Highlights of the Disaster-Recovery RFP
You can't implement a disaster-recovery plan until you have a comprehensive redundancy plan in place. Simply stated, you cannot recover from a sitewide disaster until you can recover from a local, isolated component outage. DCH's prospects for establishing an effective disaster-recovery plan are bolstered by its ability to recover from any outage of carrier, server, database or software component. Its network already features redundancy between the carriers, replication between its e-commerce servers and databases, and switchable SCSI interfaces among its file servers. Key parts of the architecture that accomplish this are dual carriers or local loops for all traffic, dedicated or shared standby servers, hot backups of all transaction data, robust security and distributed application intelligence (see "DCH's Existing Infrastructure" on page 42).
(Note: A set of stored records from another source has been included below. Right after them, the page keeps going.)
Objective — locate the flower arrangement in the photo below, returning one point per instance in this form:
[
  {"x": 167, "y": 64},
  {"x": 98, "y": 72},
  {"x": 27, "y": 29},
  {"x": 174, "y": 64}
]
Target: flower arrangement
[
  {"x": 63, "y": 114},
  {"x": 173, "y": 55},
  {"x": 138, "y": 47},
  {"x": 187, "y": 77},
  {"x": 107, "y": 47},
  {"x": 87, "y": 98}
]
Due to high customer visibility and no manual system to fall back on, the following DCH systems have a low data-recovery time (less than 30 minutes) and a low threshold for data loss (no missed transactions): e-commerce/trading infrastructure; Web, application and database servers; trading partner links; and 800-number IVR (interactive voice response). The Web server's file systems and the database server's transaction logs are replicated to their standby units in real time. DCH's management is willing to invest enough in its network to ensure that the hot site's servers maintain parity with the local standby servers.
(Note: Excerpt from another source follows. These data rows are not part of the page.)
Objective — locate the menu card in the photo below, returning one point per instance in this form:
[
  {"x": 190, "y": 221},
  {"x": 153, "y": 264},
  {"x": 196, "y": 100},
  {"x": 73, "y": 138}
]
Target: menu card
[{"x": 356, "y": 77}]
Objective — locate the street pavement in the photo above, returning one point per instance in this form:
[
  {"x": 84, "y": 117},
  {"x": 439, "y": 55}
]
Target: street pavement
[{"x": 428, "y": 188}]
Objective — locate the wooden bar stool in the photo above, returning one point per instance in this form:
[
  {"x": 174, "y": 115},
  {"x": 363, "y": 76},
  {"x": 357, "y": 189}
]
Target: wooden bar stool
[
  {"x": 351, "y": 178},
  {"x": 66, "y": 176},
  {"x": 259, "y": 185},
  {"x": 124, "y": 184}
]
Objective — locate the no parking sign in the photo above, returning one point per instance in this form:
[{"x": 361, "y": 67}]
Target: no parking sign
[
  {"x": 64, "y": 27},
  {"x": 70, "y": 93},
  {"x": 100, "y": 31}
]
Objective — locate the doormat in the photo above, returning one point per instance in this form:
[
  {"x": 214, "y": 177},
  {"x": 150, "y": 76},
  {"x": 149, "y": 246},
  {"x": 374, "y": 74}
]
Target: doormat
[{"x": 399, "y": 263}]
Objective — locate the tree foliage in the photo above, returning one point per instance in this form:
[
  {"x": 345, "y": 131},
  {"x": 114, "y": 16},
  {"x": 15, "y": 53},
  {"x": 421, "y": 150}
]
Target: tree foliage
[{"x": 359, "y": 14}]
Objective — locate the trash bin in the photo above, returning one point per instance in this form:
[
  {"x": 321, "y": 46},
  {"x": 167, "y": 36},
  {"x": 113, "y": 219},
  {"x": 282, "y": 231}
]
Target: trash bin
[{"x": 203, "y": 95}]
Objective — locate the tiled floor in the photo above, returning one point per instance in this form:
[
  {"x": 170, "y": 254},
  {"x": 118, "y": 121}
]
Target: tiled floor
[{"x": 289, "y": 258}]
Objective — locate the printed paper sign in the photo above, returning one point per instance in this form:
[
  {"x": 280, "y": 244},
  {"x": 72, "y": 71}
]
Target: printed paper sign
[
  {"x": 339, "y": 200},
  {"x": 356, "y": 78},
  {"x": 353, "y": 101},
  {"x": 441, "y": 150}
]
Due to the high cost of downtime, NT servers and local intranet Web servers have a middling tolerance for data recovery (less than four hours) and data loss (last backup within about 24 hours). The intranet Web server's file systems and NT server's file systems are backed up nightly to tape. DCH maintains a standby server that can take over for any of the other servers. DCH has configured the SCSI switches to boot up with either file server or intranet Web server boot image.
Finally, a high tolerance for time to recover is indicated in the network connections to the internal frame relay network and the remote-access features from the work-area LANs (i.e., remote site frame relay and local LANs).
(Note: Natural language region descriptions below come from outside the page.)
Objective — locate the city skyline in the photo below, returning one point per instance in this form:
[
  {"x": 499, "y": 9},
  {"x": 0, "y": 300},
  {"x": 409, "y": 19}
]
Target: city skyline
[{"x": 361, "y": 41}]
Layering high availability over a single-threaded architecture will require a significant expenditure; such an endeavor easily may run into the hundreds of thousands of dollars. Since DCH has already made this investment, it has in effect simplified the disaster-recovery vendor's job. Essentially, all the vendor needs to do is identify how to project the current availability levels across a WAN connection, and determine how to switch the client feeds from DCH's computer room to the disaster-recovery site.
Another way DCH made it easier for vendors to create a disaster-recovery plan was to identify the recovery-point objectives (how much missing data is tolerated) and recovery-time objectives (length of time between the declaration of the disaster to the restoration of service, including time for re-creation, synchronization and cutover of clients to ready status) for all of its identified, critical systems.
|